Confidential Data Policy
This policy identifies what the company considers to be confidential data and specifies how that data should be handled. It covers such topics as access, encryption, transmission over the network, storage, backups, third-party access, and more.
Data Classification Policy
This policy sets guidelines for how the company deals with different types of data. Data is classified into categories, with security standards set for each on the storage, transmission, and destruction of information in each category.
Data Retention Policy
This policy covers standards on storage, retention, and destruction of the different types of data (as classified by the Data Classification Policy).
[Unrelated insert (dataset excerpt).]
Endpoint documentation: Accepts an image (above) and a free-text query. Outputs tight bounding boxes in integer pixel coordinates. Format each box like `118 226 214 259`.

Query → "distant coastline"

Incident Response Policy/Incident Response Plan
This policy specifies exactly how the organization will respond in the event of suspected security incident. This policy defines security incidents, both physical (such as the loss of a laptop) and electronic. It includes preparation plans, response activities for different scenarios, and forensics/recovery based on your stated goals.
The Email Policy sets the company’s standards for appropriate, safe, and effective email use. It covers the company’s email system in its entirety, including desktop and/or web-based email applications, server-side applications, email relays, associated hardware, and all electronic mail sent from the system.
Mobile Device Policy
This policy communicates the company’s position on the responsible use and security of mobile devices such as laptops, smart phones, and removable storage media such as flash drives.
Remote Access Policy
This policy states the company’s position on accessing the corporate network remotely. It covers such topics as: permitted use of the network from remote sources, prohibited actions, use of VPN/encryption software, and accessing the network from non-company-provided computers.
External Connection Policy
This policy covers how the company connects to remote sites or business partners with site-to-site VPNs or direct telecom/datacom connections. Includes such topics as authentication, encryption, management, logging and monitoring, access restrictions, and audits.
Physical Security Policy
This policy sets standards for the physical side of securing IT assets, including the creation of security zones, access controls, physical data/system security, minimizing risk, entry security, and more.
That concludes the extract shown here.